How to migrate data profiles impacted by deprecated predefined data patterns.

• Enterprise DLP,
• Strata Cloud Manager

Enterprise DLP has deprecated the following predefined data patterns and converted them into Predefined document types. 

Note: This change impacts Enterprise DLP and Email DLP products only, and does not impact SaaS Security or any other Palo Alto Networks security product that offers predefined data patterns. 

• Bank - Bankruptcy Filings
• Bank - Statements
• Financial - Form_1040
• Financial - Form_1099
• Financial - Form_1120
• Financial - Form_w-2
• Financial - Form_w-9
• Financial - Invoice
• Financial - Paystubs
• Legal - Business Agreements
• Legal - Lawsuits
• Legal - Merger and acquisition
• Legal - Patent Filings

Data profiles that use any of the now deprecated predefined data patterns need to be migrated to replace the deprecated data patterns with the new predefined document types.

1. Log in to Strata Cloud Manager.
2. Select Manage > Configuration > Data Loss Prevention > Data Profiles.
3. In your list of data profiles, locate and click a data profile labeled with Migration Needed.
4. Migration can be achieved using two options - Automated or Manual.

 

Data Profile Category	Supported Migration
Classic-Basic	Automated
Classic - Advanced	Recreate data profile as Advanced Profile
Advanced - Advanced	Automated or Manual

 

 

Automated Migration:

For an Automated migration, click Migrate in the the data profile details side panel which will make the necessary changes automatically.
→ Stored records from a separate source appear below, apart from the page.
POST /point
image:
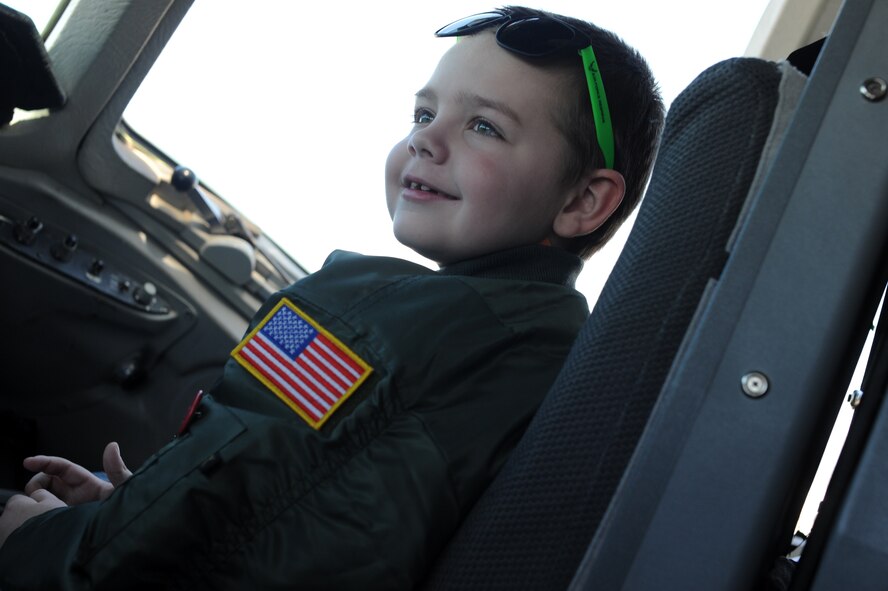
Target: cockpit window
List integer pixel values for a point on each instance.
(44, 13)
(288, 111)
GUI: Manage > Configuration > Data Loss Prevention > Data Profiles

Note:

• Automated migration or Manual migration is not supported for Data profiles that belong to the category Mode - classic and type advanced.
• End users will have to re-create this data profile as a advanced data profile and incorporate the data profile definition.

Manual Migration:

1. Edit the data Profile

2. Locate the data patterns labeled with Migration Needed. 
3. Make note of the data pattern traffic match configuration. You will need to reconfigure this for the new predefined document type 
4. Delete the deprecated predefined data pattern.

 

5. Add the new predefined document types/templates to the data profile.
   1. Select Add > Document Types

 

2. Select the predefined document type and configure the match criteria.

 

6. Repeat Steps 4 and 5 to add the remaining predefined document types.
7. Save.

After either Automated or Manual migration, you are redirected back to the Data Profiles page.
A prompt displays that the data profile was saved successfully and the Migration Needed label is now removed from the impacted data profile.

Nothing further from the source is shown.